Condo conflicts on the rise, lawyer says

By James Rusk - Globe and Mail

Fights involving condo owners and condo boards are one of the most rapidly growing areas of law in Canada, a Toronto lawyer who specializes in condominium law said yesterday.

“We’re at a situation now where I said: If they stop developing now, we’d still be busier than ever. But they are not. It is just unbelievable the kind of situations that come up,” Marko Djurdevac of the law firm of Deacon Spears Fedson & Montizambert said in an interview.

Mr. Djurdevac, who edits a newsletter on condominium law, said that the disputes can range from issues such as the three p’s - people, parking and pets - to matters such as fights over finances and repairs.

Since they are about people’s homes, the battles are often quite fierce and quite emotional. “In a condo, it is communal, and it is a highly political environment. People are very serious about everything that is going on, no matter how insignificant it may seem to a third-party observer,” he said.

Often condo corporations find themselves in court, fighting owners who do not understand either the limits on what they can do with their property or the line between personal property and common elements shared by all owners.

For instance, he once had to seek a court order preventing a townhouse owner who ran a construction company from keeping a commercial cement mixer in his garage and a construction truck in the common driveway.

As condominium law has evolved, provinces have sought ways to keep the disputes out of court, he noted.

Since 2001, Ontario law, borrowing from an earlier provision in British Columbia law, requires most disputes to go through a mandatory mediation-arbitration process before getting to court, and most provinces have similar rules, he said.

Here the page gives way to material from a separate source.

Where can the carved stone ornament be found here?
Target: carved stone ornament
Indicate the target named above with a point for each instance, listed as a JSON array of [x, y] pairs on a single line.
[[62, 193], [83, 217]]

The exceptions to the arbitration process are cases involving a breach of the provincial condominium law itself, but judges have been clamping down on what they think are frivolous attempts to avoid arbitration, he said.

Even though the law prohibits an owner from damaging the common property of the condo corporation, he said, a judge refused to hear a suit brought by a condo corporation against an owner whose dog was urinating on lawns and flower beds and referred the case to arbitration.

On the other hand, he had a case where the courts moved quickly to issue a court order against a property owner with a history of mental problems who was setting fires in her unit.